Patients kept under observation are a sore point for hospitals, as they get paid significantly less than if they admitted them as inpatients. But if such patients are admitted and kept for less than two full days, their charges to Medicare are far more likely to draw the attention of Medicare billing auditors.
Karin Berntsen filed the suit in 2011, but it was unsealed last week because the statute for keeping such litigation under wraps had expired.
“Karin became concerned after witnessing numerous instances in which patients were admitted and kept in the hospital unnecessarily,” said Elaine Stromgren, one of Berntsen's attorneys. “This exposed patients to a greater risk of complications, like infections and medical errors.” Stromgren added that the suit was filed after hospital management spurned Berntsen's request to change course.

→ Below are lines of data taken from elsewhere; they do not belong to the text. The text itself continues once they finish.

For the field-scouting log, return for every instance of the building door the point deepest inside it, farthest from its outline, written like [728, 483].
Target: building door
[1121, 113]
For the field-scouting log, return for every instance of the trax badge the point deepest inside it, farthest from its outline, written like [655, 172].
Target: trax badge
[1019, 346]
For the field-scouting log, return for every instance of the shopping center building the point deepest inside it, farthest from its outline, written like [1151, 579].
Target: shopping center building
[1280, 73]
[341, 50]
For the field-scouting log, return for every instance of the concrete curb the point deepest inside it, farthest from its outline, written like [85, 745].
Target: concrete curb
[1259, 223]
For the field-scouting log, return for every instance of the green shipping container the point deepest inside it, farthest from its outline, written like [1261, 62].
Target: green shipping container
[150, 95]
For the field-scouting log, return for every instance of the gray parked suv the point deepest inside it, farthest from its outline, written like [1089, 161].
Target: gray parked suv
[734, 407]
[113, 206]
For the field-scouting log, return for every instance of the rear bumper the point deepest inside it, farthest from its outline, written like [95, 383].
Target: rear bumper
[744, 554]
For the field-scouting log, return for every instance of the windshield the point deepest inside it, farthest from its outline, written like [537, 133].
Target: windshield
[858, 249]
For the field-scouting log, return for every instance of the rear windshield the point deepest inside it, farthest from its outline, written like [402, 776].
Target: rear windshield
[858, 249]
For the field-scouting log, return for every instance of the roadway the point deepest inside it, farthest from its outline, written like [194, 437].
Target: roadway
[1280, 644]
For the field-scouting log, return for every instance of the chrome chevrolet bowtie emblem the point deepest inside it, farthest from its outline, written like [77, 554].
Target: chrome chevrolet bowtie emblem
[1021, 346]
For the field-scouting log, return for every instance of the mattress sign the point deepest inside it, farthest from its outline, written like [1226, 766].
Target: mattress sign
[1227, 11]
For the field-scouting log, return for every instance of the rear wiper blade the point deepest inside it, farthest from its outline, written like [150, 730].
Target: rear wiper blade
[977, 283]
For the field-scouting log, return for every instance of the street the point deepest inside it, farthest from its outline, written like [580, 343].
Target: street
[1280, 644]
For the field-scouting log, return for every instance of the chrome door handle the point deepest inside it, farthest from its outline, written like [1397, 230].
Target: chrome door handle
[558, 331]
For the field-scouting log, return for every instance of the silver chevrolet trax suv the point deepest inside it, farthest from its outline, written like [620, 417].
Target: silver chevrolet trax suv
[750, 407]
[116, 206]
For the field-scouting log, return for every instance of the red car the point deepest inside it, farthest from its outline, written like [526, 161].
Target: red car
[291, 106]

The suit claims Alvarado overbilled Medicare by at least $4 million. If Prime's other hospitals are taken into account, the overbilling may exceed $50 million, according to the lawsuit. Plaintiffs, or relators as they're known in such actions, are entitled to 15% of any amount recovered.
Prime officials dismissed the suit as “speculative nonsense” noting that they would not engage in such conduct given the level of scrutiny the company has received in California.
In 2011, the California Watch investigative website reported that Prime hospitals in California systematically billed Medicare for rare medical conditions at frequencies far higher than is commonplace for other hospitals in the U.S., prompting a federal investigation. Prime also paid a $95,000 fine for breaching patient privacy when managers of one of its hospitals in Northern California shared with the Los Angeles Times medical records of a patient who complained about her care.
The U.S. Department of Health and Human Services has not yet made a decision to join Berntsen's suit.